My monthly income has halved and my ability to save for any tax has been taken away. I have had to save most of the BBL to pay for my future tax and the rest was used to pay off another loan and a credit card I used to buy our weekly food shopping when first closed. We were lucky enough to put a hold on our mortgage, car finance and a loan for a three months but most of these things are due to return over the next couple of months.
I have had to spend a lot of extra money on my business during this time whilst earning a lot less. The Department for Education have advised we should encourage outdoor play as much as possible and I have bought extra resources. We must clean a lot more regularly during the day rather than just at the end of the day. I have had to buy extra cleaning products, hand sanitisers, anti-bacterial soap, extra kitchen roll for hands to be dried, PPE should a child fall ill in my care, a no-touch thermometer, an outdoor washing station to enable children to wash their hands before entering my setting whilst also continuing to incur the usual business costs of accountancy costs, Ofsted costs, insurance and advertising costs, increased house and car insurance costs to name but a few. All this and still no offer of help for me purely based on my business’s legal entity.
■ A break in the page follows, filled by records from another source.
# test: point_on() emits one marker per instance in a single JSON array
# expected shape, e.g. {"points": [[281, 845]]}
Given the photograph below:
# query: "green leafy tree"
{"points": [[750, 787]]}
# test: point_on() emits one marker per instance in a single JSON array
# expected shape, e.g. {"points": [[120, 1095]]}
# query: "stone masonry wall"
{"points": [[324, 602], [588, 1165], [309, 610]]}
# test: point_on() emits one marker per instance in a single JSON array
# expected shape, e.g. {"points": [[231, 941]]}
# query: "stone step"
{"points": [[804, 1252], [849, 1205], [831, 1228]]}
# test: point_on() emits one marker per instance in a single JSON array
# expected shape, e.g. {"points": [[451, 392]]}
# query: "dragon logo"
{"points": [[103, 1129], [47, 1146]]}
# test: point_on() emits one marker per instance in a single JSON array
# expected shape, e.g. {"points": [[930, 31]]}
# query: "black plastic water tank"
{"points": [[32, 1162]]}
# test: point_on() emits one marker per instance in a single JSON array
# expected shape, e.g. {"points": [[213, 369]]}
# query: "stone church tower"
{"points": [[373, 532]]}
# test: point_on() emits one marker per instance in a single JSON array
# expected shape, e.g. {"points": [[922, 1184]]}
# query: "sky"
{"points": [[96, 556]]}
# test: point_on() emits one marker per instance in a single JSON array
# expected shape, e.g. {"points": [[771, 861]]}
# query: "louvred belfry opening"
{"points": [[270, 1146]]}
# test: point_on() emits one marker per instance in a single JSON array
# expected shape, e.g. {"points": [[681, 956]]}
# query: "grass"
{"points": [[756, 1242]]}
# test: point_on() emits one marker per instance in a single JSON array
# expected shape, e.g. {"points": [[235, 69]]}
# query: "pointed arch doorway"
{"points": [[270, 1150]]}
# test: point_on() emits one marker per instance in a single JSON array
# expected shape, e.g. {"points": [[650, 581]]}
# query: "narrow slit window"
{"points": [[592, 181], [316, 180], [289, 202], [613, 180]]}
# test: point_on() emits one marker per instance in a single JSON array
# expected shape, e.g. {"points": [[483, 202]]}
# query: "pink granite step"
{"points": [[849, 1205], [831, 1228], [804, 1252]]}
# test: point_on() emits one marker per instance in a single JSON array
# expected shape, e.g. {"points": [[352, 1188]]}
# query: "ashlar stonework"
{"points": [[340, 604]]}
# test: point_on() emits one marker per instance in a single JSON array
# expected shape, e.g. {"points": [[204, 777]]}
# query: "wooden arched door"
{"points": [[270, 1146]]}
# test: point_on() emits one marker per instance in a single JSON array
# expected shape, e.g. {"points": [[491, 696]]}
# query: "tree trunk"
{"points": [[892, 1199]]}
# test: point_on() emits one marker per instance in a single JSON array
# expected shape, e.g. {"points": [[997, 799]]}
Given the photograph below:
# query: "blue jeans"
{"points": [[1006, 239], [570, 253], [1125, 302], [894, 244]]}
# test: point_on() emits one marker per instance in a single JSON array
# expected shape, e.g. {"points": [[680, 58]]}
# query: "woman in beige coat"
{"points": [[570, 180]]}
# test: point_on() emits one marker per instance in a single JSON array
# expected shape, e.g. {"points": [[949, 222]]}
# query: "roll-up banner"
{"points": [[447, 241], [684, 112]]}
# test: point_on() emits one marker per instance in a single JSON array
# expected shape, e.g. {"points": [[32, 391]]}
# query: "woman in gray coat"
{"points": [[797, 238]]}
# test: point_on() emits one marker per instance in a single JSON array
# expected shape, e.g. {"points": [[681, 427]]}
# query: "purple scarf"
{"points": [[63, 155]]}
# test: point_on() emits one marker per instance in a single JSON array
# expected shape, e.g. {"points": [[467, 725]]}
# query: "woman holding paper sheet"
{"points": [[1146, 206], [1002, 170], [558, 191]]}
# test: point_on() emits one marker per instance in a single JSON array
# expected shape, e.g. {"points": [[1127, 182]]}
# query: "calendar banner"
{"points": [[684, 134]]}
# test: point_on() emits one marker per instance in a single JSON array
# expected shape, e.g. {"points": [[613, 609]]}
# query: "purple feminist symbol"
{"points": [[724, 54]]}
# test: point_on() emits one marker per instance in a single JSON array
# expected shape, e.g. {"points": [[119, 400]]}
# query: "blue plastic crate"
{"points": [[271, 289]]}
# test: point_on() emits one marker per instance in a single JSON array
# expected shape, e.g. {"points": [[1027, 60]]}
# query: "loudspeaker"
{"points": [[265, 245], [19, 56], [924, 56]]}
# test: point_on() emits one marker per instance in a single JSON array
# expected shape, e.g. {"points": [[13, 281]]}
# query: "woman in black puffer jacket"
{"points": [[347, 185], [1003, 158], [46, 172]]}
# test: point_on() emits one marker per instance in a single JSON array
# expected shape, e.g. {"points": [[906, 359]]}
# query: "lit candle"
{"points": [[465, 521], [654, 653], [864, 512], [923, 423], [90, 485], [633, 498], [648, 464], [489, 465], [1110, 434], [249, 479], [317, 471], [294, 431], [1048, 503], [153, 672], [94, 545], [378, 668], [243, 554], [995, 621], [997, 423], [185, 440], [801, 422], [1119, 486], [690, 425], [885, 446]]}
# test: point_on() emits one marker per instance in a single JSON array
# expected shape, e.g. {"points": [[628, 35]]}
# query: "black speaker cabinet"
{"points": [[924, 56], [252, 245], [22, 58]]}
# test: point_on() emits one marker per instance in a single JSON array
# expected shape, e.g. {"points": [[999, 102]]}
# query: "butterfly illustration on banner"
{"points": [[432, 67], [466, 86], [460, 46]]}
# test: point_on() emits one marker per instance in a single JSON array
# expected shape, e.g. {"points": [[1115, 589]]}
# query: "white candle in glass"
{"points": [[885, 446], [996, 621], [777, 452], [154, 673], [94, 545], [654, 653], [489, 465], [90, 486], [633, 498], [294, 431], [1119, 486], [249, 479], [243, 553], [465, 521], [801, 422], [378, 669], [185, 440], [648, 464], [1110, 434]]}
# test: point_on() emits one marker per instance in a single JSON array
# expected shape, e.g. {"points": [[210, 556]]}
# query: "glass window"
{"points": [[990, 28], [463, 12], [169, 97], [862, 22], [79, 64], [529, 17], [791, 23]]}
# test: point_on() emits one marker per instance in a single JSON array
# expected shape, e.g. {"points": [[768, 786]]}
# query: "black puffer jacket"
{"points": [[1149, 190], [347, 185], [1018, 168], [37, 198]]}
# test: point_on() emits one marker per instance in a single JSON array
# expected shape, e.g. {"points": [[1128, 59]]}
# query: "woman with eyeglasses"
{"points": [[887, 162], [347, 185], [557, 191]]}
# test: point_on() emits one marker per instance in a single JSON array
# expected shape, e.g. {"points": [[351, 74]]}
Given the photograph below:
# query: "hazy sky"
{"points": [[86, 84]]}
The reason the government gave for not being able to help Ltd companies was that they cannot tell the difference between dividends paid as shares and dividends paid to ltd company directors. For the claim period in order to qualify for the SEISS it’s easy to see what I was paid as I wasn’t even paid in dividends then. It can be very clearly seen from my sole trader tax returns. It can also be seen that to qualify for the maximum £2500 per month that I have paid an awful lot of tax during those three qualifying years.
I have worked continuously since the age of 19. I was employed in banking for nearly 19 years and then took a leap of faith and set myself up as self-employed in 2012. Never having to claim benefits since my first job and always paying into the tax system. My business has gone from strength to strength and before this forced closure I was operating at full capacity with new children due to start as others were leaving. My business was thriving and now owing to the forced closure its future is uncertain. I feel if I had been given the grant help of other self-employed people I would be in a much better financial state.
My mental health over this period has suffered tremendously. With sleepless nights, anxiety and constant worry I have found it hard to comprehend how and why I would be ignored and given no help through no fault of my own.
I cannot believe that right at the start of this forced closure that the Prime Minister said my sector would be compensated but he actually meant that only a few people would be compensated, far from everyone.